Despite Judge Michael Kanne’s well-argued dissent, judges David Hamilton and Ilana Rovner late last week kept in place a preliminary injunction blocking that particular provision of law. In this case of Planned Parenthood v. Box II, Hamilton and Rover applied an amorphous “balancing test” to determine whether the “burdens a law imposes on abortion access” outweigh the “benefits” secured by parental notice. They ruled that the burdens of parental notice outweigh the benefits.
Kanne argued instead that according to Supreme Court precedent, the court’s role isn’t to try some Solomonic balancing, but merely to determine if the law imposes a “substantial obstacle” against an abortion. He quite reasonably argued that if the minor can secure the abortion regardless of parental consent, and that even then, a judge can bypass the simple notification-without-consent rule, then any “obstacle” to the abortion is far less than “substantial.”
Let’s allow others (here and here) to explain why Kanne had the far more compelling legal argument. What is even more infuriating than the proto-sophistry of the two judges’ decision is the moral purblindness demonstrated by anyone objecting to parental notification (other than in extreme circumstances). There is extraordinarily good reason why, outside of the abortion context, governments not only encourage but, in fact, insist that parents have supervisory rights for key decisions affecting the health and well-being of minor children.
In Indiana, as in most states, children cannot secure any surgeries or other major medical treatment without parental notice and consent. They can’t get tattoos without parental consent. On the flip side, if they commit certain legal infractions, the law holds the parents actually responsible for the children’s behavior.

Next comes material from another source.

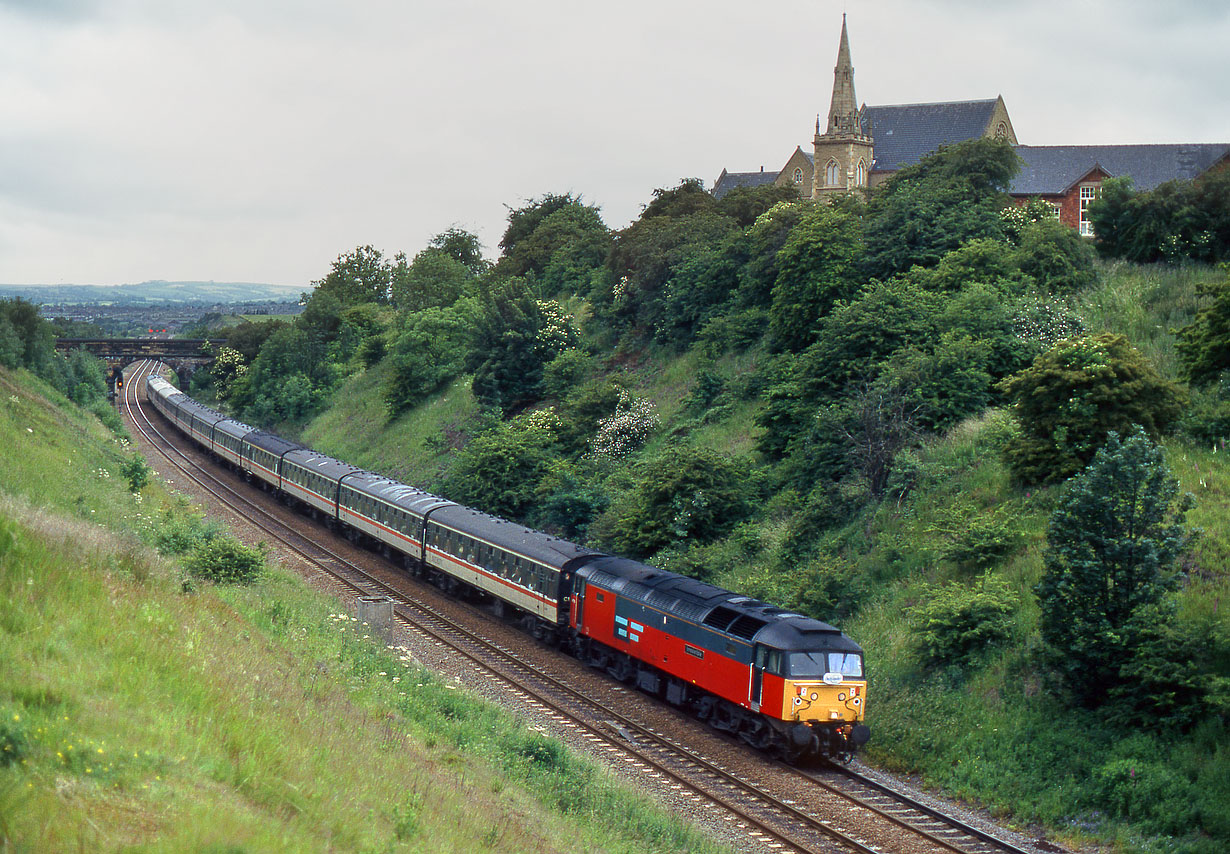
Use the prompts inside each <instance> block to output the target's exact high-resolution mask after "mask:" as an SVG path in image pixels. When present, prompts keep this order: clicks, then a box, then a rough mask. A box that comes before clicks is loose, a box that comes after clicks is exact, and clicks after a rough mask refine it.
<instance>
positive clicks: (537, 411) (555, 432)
mask: <svg viewBox="0 0 1230 854" xmlns="http://www.w3.org/2000/svg"><path fill="white" fill-rule="evenodd" d="M557 428H558V418H556V417H555V416H554V413H552V412H551V411H550V410H538V411H534V412H528V413H524V415H520V416H518V417H515V418H513V420H512V421H506V422H502V423H499V425H498V426H497V427H496V428H493V429H490V431H487V432H486V433H480V434H478V436H476V437H474V438H472V439H471V441H470V443H469V444H467V445H466V447H465V448H462V449H461V450H460V452H458V453H456V455H455V457H454V460H453V465H451V468H450V469H449V471H448V475H446V476H445V477H444V484H443V489H442V492H443V493H444V495H446V496H448V497H449V498H451V500H453V501H459V502H461V503H464V505H467V506H471V507H477V508H478V509H482V511H485V512H487V513H493V514H496V516H502V517H504V518H509V519H519V521H523V522H524V521H526V518H525V517H526V514H528V513H529V512H530V511H533V509H534V507H535V502H536V497H538V485H539V481H541V480H542V479H544V477H545V476H546V475H547V473H549V471H550V470H551V465H552V463H554V461H555V460H556V454H555V448H556V436H555V433H556V429H557Z"/></svg>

The reasons are obvious. Science confirms that most children are neither cognitively nor emotionally mature enough for major decisions, especially life-altering ones. Commonsense and moral reasoning should insist that parental guidance is an essential feature not just of family life but of a sound civic order. In most contexts, to even deign to explain this is to insult the listener.
What is bizarre, bordering on monstrous, is for people to treat abortion, of all things, as the exception to this rule. The Planned Parenthood Left desperately tries to treat abortion as a matter of no moral weight whatsoever and also as a relatively minor “procedure” rather than a significantly invasive, sometimes dangerous surgery. This outlook is, to put it bluntly, sick.
Abortion terminates a living organism — a human organism. And all of science and psychology agrees that after no more than a few weeks of pregnancy, hormonal changes in almost all mothers produce oft-deep emotional ties that even adults, much less minors, can be ill-equipped to deal with. Allowing a child to make decisions on matters so fraught with consequence without even letting parents know what the child is doing and experiencing is, in essence, child abuse.
Even the most rabidly “pro-choice” person should be able to understand these moral realities. It isn’t just the parents who have rights here; it is to the child’s benefit, indeed it is the child’s right, to have the state ensure that parents aren’t excluded from this process.